Forex levels do not include lines only. The level can be a simple single maximum or minimum of the time interval. That is, if, for example, the maximum price was achieved last month, it is considered to be the level, which was tested. And then either it will be broken through and the price will move higher, or the price will be rolled back in the opposite direction.

As the graph shows, the price broke through the maximum of 2011 and now its target is on the level of 2010. Although, a simple rebound instead of the penetration could happen there.

And one more important thing, which should be mentioned. This thing is Fibonacci levels.
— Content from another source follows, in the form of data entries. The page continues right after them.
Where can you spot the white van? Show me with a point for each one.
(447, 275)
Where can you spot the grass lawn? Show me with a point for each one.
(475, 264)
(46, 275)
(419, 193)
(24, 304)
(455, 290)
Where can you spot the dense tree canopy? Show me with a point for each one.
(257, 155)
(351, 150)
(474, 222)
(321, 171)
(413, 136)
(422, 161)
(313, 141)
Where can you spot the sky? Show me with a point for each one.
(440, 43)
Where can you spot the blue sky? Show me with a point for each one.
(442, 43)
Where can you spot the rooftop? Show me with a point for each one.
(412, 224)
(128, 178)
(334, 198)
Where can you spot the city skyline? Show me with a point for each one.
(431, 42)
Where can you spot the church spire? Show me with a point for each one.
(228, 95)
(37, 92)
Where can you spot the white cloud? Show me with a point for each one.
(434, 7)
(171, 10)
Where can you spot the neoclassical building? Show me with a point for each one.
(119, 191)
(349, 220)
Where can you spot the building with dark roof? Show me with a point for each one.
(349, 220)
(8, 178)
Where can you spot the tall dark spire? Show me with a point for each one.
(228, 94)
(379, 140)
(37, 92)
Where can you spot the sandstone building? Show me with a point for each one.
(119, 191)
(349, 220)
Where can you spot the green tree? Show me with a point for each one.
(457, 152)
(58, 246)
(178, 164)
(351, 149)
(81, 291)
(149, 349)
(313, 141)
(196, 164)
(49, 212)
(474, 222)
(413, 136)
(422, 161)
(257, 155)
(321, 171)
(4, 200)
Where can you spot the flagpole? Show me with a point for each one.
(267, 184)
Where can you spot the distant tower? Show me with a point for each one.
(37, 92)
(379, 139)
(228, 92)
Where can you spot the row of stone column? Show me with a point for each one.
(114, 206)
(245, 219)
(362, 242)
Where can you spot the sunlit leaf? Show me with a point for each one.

Since they draw lines of support and resistance, which often coincide with the prices’ highs and lows over long periods of time.

This, in turn, confirms the stability of the price levels of both single and long-term lines of support and resistance.

Thus, the Forex levels are perhaps the most important aspect of the trade. They are used in trading systems, very often being used only. Just use a longer interval of time and try to understand levels and their typical patterns. The diagram shows a scheme where two different levels are used. One of them is the level of maximum and the second is the level of support.

Simplicity and clarity of constructing such range of levels, gives a clear picture of the action. This is a short SELL position from the highest point to the line. If price rebounds then close the SELL position and open the BUY position. It may be a long position, as is the trend is upward. If there is a break through and fall in price, then the first SELL order simply moves profit. The addition of transaction volume is possible as well.

The following picture indicates goals. These goals are also levels. They are resistance levels and when the price moves their relevance may change.

Thus, the Forex levels are a versatile tool, which can help you can to trade effectively on the foreign exchange market. Of course, you can adapt a pair of indicators as well, but this is the only difference. Levels are determined by the price chart directly. And this so-called price "indicator" is not derived and it is also not a result of indirect calculation, but it is the "voice" of price movements itself.